Recordar también que hace más de un año que este conflicto se ha transformado en guerra abierta, desde que Rabat quebrantó el alto el fuego vigente. Solo el Polisario informa desde entonces sobre lo sucedido, pues a la monarquía alauita le ha ido bien hasta ahora en su estrategia de invisibilidad: de lo que no se habla, es que no existe. El silenciamiento y los impúdicos intereses que nadie se molesta en disimular han ido dando los frutos deseados. Así es como Donald Trump comunicó -vía twitter, por supuesto- la soberanía indiscutible de Marruecos sobre el Sáhara occidental, a cambio del establecimiento de relaciones con Israel. Biden ni se ha molestado en matizar al señor del flequillo, para qué. Aun sabiendo la importancia geopolítica de este asunto, cuenta con la desidia de la comunidad internacional.

Tampoco estaría mal subrayar en esos titulares la vergonzante complicidad histórica de los sucesivos gobiernos españoles, que han practicado sin dudarlo el trueque infame y el discurso hipócrita con el pueblo saharaui: por un lado se llenan la boca de buenas palabras para tranquilizar a la opinión pública y por otro enmudecen ante las condiciones del vecino. 48 horas después de la visita de De Mistura a Tinduf, el rey Felipe VI instó públicamente a Marruecos a "caminar juntos". La experiencia nos dice lo que eso significa.

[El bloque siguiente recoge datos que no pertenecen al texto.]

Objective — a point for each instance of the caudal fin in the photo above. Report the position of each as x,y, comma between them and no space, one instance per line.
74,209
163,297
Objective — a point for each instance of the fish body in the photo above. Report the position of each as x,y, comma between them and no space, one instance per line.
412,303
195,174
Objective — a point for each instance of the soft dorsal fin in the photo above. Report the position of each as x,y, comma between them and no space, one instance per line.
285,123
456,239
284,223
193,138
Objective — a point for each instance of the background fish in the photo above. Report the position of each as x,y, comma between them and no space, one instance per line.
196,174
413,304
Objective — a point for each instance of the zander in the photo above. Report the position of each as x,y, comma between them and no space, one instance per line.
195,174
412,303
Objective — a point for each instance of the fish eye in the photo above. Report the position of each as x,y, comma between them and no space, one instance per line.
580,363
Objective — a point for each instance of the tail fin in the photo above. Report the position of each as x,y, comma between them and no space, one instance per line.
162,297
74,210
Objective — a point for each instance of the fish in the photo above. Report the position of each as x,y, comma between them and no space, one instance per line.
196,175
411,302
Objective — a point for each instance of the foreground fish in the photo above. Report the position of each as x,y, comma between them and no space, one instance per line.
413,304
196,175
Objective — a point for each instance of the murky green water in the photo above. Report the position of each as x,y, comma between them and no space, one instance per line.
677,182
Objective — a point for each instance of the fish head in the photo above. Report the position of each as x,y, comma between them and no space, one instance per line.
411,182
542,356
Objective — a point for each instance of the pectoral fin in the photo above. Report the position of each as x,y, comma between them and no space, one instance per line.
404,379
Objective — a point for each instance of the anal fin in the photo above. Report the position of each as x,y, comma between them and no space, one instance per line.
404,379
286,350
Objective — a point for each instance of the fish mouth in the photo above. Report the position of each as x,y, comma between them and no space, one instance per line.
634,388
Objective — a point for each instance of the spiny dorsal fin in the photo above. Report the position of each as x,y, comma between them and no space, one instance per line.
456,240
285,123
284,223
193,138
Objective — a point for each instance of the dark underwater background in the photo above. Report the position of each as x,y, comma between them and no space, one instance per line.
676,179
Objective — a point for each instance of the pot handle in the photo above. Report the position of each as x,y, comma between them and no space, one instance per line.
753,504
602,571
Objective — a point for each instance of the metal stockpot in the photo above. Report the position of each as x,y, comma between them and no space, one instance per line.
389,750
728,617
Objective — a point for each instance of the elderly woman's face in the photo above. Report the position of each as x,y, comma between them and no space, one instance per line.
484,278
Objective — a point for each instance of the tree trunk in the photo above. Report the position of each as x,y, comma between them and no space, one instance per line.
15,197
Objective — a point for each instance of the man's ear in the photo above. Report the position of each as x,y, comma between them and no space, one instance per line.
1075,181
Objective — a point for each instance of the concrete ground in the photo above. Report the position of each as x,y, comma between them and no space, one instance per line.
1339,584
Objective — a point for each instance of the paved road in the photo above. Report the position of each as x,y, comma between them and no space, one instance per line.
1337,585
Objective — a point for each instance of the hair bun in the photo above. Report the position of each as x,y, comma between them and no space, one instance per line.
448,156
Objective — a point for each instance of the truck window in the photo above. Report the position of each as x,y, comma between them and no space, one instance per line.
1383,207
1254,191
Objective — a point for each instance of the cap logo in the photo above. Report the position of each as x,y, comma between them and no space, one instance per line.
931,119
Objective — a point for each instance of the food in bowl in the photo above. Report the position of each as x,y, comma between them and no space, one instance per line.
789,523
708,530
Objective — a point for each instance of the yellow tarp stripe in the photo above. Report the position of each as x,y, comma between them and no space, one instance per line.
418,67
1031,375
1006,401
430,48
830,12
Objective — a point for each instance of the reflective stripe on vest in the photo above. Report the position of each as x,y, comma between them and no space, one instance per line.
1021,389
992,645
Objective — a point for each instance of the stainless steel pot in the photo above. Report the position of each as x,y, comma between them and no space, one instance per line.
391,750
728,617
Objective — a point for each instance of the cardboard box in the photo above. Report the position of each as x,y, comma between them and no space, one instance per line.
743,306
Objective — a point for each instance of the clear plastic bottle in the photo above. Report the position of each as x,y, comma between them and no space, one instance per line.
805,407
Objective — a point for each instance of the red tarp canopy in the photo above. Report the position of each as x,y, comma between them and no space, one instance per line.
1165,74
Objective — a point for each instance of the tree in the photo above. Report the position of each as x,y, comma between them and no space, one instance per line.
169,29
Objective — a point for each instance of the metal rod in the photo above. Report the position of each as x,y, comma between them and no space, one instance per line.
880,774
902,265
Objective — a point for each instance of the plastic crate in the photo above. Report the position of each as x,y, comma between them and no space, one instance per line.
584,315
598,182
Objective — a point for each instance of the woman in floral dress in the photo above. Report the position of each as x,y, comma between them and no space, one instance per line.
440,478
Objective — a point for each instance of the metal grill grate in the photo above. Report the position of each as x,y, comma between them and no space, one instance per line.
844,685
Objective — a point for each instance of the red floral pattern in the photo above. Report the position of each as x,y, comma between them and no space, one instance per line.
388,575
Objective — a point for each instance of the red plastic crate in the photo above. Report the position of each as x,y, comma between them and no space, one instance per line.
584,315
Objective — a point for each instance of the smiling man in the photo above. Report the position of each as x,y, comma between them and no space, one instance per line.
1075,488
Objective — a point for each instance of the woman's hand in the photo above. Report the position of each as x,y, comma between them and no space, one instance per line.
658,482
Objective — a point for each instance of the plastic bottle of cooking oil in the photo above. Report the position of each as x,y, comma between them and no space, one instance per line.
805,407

La designación de un nuevo responsable por parte de la ONU, su valentía al visitar la zona, despierta una vaga expectativa. Al menos para poder decir que algo se mueve en el mar de la impasibilidad. Pero la única vía para superar la vergonzosa impunidad por un lado, y el hartazgo de los saharauis por el otro, es la celebración de un referéndum. Ese sería el único titular posible, el único que contiene una esperanza.